Un sistema normativo como el jurídico descansa sobre valores, qué duda cabe. Son como los muelles del sillón, que están ahí, ocultos, en su sitio, y que permiten que el objeto cumpla su función, aunque nunca será buen asiento para unos cuantos culos. La vida (en sociedad) es así. Pero cuando la autoridad, gubernativa o legislativa, decide que el Derecho es una forma de «poner en valor», exhibiéndose y componiendo el gesto ante el espejo de la ciudadanía, acaba con el sillón: es como si el tapicero dejara a la vista los muelles haciendo de su obra un sitio en el que nadie querrá sentarse. 
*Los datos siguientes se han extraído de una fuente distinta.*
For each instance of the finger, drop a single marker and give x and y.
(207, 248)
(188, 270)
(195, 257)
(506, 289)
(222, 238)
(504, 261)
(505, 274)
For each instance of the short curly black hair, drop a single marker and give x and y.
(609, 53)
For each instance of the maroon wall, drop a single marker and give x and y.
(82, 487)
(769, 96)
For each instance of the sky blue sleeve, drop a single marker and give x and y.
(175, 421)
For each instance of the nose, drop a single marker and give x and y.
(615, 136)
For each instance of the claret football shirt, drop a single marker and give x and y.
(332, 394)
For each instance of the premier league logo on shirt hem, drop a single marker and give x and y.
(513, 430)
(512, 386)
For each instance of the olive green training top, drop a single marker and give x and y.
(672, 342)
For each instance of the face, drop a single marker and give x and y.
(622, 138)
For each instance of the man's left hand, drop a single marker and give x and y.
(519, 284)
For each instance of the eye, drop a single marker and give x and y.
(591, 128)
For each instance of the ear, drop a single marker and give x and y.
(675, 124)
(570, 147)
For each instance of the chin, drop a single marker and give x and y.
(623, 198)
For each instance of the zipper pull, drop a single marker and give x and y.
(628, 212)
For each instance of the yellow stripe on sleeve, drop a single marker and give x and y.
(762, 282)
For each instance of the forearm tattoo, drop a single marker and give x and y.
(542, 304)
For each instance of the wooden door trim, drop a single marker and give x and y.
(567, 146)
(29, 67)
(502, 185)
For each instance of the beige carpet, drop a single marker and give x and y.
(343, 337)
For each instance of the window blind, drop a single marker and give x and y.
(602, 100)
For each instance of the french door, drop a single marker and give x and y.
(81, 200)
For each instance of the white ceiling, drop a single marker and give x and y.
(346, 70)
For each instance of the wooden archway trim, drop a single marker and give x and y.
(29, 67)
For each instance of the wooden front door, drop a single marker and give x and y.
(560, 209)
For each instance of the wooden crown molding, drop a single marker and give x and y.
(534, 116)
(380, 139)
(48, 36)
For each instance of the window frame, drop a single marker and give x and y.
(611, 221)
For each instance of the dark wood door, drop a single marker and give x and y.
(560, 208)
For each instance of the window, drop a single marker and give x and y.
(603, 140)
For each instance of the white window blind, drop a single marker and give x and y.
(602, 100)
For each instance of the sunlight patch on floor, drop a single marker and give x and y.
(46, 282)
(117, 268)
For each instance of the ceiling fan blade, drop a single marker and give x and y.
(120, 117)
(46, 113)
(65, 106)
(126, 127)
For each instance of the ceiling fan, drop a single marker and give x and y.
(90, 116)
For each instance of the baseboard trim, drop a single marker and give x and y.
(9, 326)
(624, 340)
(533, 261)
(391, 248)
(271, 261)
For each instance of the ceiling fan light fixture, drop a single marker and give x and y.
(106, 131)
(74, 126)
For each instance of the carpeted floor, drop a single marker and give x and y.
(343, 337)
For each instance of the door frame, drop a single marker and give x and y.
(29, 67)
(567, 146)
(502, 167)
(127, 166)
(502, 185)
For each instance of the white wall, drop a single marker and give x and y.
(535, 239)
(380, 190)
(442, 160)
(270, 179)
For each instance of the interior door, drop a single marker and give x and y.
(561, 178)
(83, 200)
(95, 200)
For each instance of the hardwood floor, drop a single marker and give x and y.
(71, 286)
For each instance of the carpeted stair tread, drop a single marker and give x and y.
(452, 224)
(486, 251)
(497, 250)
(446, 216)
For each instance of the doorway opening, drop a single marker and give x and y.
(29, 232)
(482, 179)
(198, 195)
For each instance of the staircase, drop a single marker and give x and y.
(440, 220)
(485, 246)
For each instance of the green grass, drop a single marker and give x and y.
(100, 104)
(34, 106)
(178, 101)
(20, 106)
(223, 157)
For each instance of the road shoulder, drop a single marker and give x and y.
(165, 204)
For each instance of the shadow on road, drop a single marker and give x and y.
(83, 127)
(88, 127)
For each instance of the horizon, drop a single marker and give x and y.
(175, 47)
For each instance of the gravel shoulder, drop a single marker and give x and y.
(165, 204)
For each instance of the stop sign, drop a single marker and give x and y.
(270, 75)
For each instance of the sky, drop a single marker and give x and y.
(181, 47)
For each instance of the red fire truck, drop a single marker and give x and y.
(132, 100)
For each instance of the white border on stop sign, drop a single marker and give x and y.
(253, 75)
En alguna ocasión Fernando Savater dijo que los ateos, con su atenta disección de los dogmas, los concilios, los textos sagrados y las encíclicas, son los que más en serio se toman la religión. Tomarse a las autoridades normativas en serio quiere decir, entre otras cosas, presuponerles racionalidad instrumental, algún compromiso con el principio de realidad, que se lo han pensado y que lo han sometido al contraste de la deliberación colectiva más de una vez, incluso que saben más que nosotros pues de esa manera será racional, por parte de los destinatarios, suspender su propio juicio y obedecer solo porque la autoridad lo ordena. 

Aunque el Derecho y los derechos parezcan cada vez más una broma –de mal gusto- ¿cómo no tomárnoslos en serio? Y es que, oiga, nos va la Universidad, el conocimiento, la ciencia … y si me permiten la altisonancia, la vida, la libertad, la hacienda y la igualdad en ello. Poca broma.